EMCD CEO: Bitcoin Miners Can Become Profitable Again
Bitcoin mining has always been a margins business, now more so than ever. The difference between profit and loss can come down to electricity prices, machine performance, pool fees, or even how many shares get rejected before they reach the network.
That pressure became more serious after the 2024 Bitcoin halving. The block reward dropped, while mining difficulty in 2026 has stayed above 135T. For many miners, the electricity cost alone to mine one Bitcoin has moved above $74,000.
That leaves less room for waste, and a business can quickly become unprofitable. This is the problem EMCD and Vnish are trying to address.

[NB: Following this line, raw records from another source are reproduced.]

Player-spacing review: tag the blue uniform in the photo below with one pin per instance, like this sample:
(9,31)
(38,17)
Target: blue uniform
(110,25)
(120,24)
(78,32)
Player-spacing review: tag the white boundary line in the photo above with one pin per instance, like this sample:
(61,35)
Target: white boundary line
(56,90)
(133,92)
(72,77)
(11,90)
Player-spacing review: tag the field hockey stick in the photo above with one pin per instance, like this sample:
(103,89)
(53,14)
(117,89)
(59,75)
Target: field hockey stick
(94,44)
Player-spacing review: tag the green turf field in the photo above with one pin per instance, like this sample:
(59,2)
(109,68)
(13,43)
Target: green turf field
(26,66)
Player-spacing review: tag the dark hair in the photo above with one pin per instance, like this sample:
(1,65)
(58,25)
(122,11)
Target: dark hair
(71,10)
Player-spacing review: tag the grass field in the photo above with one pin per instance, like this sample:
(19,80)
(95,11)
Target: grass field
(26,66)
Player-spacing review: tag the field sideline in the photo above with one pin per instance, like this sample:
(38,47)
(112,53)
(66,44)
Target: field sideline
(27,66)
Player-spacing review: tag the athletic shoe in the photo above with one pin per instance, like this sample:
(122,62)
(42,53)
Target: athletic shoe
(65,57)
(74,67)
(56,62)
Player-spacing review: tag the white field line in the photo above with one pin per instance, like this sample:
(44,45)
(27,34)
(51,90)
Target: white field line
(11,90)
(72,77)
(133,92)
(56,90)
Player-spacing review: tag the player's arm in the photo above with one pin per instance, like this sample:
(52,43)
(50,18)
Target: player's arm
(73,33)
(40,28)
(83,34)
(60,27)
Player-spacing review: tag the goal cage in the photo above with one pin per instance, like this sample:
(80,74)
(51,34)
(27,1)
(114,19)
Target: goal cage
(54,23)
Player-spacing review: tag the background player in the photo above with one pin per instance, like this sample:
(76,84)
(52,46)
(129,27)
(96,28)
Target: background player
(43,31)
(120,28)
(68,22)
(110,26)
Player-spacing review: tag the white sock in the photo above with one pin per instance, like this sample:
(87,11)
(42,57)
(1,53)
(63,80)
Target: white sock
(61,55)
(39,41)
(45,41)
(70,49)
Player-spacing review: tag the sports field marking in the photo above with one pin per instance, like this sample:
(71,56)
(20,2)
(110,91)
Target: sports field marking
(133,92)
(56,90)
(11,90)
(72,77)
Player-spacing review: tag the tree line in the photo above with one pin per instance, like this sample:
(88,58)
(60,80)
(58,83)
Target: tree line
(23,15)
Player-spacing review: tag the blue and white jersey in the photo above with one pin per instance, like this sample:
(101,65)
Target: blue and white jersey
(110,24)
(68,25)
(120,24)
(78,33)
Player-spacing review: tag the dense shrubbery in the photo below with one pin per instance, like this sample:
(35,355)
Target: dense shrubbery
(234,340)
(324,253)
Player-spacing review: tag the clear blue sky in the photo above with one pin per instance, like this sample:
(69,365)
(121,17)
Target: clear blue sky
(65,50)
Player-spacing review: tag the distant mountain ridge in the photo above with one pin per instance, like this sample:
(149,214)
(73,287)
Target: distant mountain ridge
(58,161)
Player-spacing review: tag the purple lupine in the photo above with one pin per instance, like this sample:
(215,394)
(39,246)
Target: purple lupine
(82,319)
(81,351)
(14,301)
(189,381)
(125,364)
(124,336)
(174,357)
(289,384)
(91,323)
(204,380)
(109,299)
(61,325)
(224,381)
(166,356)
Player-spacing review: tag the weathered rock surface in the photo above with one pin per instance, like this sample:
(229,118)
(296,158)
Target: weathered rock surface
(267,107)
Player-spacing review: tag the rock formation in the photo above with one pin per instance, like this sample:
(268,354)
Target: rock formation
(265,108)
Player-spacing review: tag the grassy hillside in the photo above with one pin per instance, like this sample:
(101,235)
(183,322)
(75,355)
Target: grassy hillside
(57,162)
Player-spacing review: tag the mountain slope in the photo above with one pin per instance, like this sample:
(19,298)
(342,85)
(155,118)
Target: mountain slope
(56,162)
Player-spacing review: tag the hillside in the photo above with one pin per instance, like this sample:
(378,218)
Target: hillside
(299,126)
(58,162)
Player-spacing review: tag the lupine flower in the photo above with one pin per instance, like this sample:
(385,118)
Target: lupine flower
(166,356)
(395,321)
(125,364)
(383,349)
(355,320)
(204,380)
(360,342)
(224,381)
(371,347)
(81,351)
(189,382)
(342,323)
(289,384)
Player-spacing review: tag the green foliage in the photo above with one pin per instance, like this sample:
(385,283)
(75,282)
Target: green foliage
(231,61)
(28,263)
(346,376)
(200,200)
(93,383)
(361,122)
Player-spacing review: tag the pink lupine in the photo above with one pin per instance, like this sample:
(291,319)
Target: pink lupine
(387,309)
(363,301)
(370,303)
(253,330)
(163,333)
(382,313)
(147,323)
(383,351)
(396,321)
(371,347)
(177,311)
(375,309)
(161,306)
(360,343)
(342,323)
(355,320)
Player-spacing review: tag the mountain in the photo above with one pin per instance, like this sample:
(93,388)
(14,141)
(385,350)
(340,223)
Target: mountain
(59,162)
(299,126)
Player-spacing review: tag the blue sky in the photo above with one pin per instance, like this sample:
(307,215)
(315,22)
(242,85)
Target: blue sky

The new partnership brings together EMCD’s mining pool infrastructure with Vnish’s firmware technology, which holds a 26.4% global market share.
The goal is to help miners find where they are losing money and improve profitability without simply buying more machines.
At Consensus 2026 in Miami, EMCD founder and CEO Michael Jerlis described a market where miners need more practical support from infrastructure providers.
“Before, pools and machine manufacturers were just service providers,” Jerlis said. “Now, it looks like they became more partners with the miners.”
https://www.youtube.com/watch?v=kKIiqJ-3NMU
Where Bitcoin Miners Are Losing Money
The losses often start at the machine level.
Factory firmware usually applies the same voltage settings across ASIC chips. The problem is that chips do not perform equally. Stronger chips may be held back, while weaker chips can overheat. According to the partnership materials, this can leave up to 25% of potential hardware performance unused.
Then come pool-related costs. A pool fee difference between 1.5% and 4% may seem small, but over a year, that gap can eat into a meaningful share of a miner’s gross output.
Rejected shares create another quiet drain. When the latency to pool servers is high, miners still spend electricity on calculations that do not get accepted.
EMCD and Vnish estimate that this can possibly reduce monthly income by another 2% to 5%.
Jerlis summed up the pressure clearly.
“All miners have the same troubles,” he said, pointing to operating costs, electricity prices, software providers, and equipment sellers.
How the Partnership Helps
The EMCD–Vnish service focuses on practical fixes rather than broad promises. It includes hashboard diagnostics, tuning, network-loss reduction, mining optimization steps, and audits from EMCD and Vnish experts.